Kognic provides the industry’s most productive annotation platform for sensor-fusion data in performance-critical, AI applications such as autonomous driving. Kognic’s annotation platform optimizes datasets by merging sensor data from radar, LiDAR and cameras via intuitive interfaces for visualizing complex objects and sequences. Kognic’s solution has become a core toolset for autonomous vehicle developers, and is currently being used by technology leaders such as Qualcomm, Bosch, Continental and Zenseact, which provide systems that power vehicles for global OEMs such as BMW and Volvo Cars.
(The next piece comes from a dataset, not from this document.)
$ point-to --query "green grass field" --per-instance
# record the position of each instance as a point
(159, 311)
“We are honored to have been selected to support Kodiak, the trusted leader in autonomous ground transportation,” said Daniel Langkilde, CEO and Co-Founder at Kognic. “We believe that the key to deploying trusted and high-performing perception systems lies in the ability to more effectively understand and visualize data labels. Our collaboration is focused on optimizing and improving the efficiency of Kodiak’s annotation pipelines, and we look forward to supporting their progress every step of the way.”